A Roadmap for Rich Scientific Data Structures in Python

aklein · on July 21, 2011

Scientific computing is dominated by low-level or system languages like Fortran, C, and C++; and by domain-specific languages like Matlab and R.

There is no good high-level, GENERAL computing language that can do scientific computing well. This leads to a huge gap between "research" and "production" implementations.

Python stands to shine in this space if things are done right. pandas is a gem of a library.

epistasis · on July 21, 2011

It's great that somebody is looking to R for inspiration. I've tried to like NumPy and SciPy on a couple occasions, but find it lacking. That said, there's a to of ways to improve R, mostly to do with cleaning up and homogenizing style.

I do hope that they avoid the BioConductor style of opaque objects and storing data in hidden attributes.

monk_the_dog · on July 21, 2011

I was happy to see "Hierarchical columns" on the features wish list. My app uses a R data frame like structure (table of heterogeneous columns with possible missing data). One "cute" thing I implemented was hierarchical columns. Super useful for what I'm doing, but hard to expose to other languages. The plan is to flatten the columns to 'parent.child' strings when using python.

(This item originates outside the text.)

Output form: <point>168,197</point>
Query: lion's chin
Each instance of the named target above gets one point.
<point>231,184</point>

I'm not quite at the point where I'll be wrapping this into python. When I do I'll take a close look at pandas. Any other recommendations? I took a quick look at pytables, and pandas looks better for my app.

wesm · on July 21, 2011

To be honest I haven't really broached the hierarchical columns issue inside pandas. If someone can look and suggest an implementation strategy that doesn't interfere with the rest of the API I would be all for it.

If you have heterogeneous columns with possibly missing data basically pandas is the only game in town (did you see my diagram?? :) ). It's possible to get a numpy MaskedArray with structured dtype to function like you want but it's relatively tricky to do.

changhiskhan · on July 21, 2011

I've been using the pandas library for a long time for financial applications. The data alignment and missing data handling features in pandas are far above and beyond anything else I've used in similar applications. I think from a data structure point of view it's already better than R (and FAR better than Matlab). R/Matlab should fear the day that the pandas statistical packages gains roughly equivalent features.

rcthompson · on July 21, 2011

Data frames (and the associated functionaly for reading and writing csv files) are one of the main features that make me use R over python. Whenever I need to manipulate, merge, slice, and dice table-like data, I turn to R. I would love to have something feature-equivalent in Python. Although maybe rpy2 and rnumpy are sufficient for now.

wesm · on July 21, 2011

It is my project but I think pandas.DataFrame is already at 90+% feature-equivalency (especially if you're using the current git version...new release forthcoming). You don't have the integration with a million CRAN libraries. pandas.DataFrame actually does a lot more for you in many places than data.frame does-- for example data alignment is deeply intrinsic whereas it's very much a DIY affair in R.

rcthompson · on Aug 3, 2011

Yes, I do intend to try out pandas at some point.

ameasure · on July 22, 2011

Wow, fantastic work and what an important project. I can't believe I haven't used these libraries before.

rch · on July 21, 2011

Without looking too closely, would h5/pytables suffice?

wesm · on July 21, 2011

HDF5/PyTables is fantastic as a binary IO format. This is really all about in-memory data manipulation / computation and how data and metadata get passed around to functions that can take advantage of it.

pnathan · on July 21, 2011

WebSense blocks this at work.

Is there a nice mirror somewhere? :-/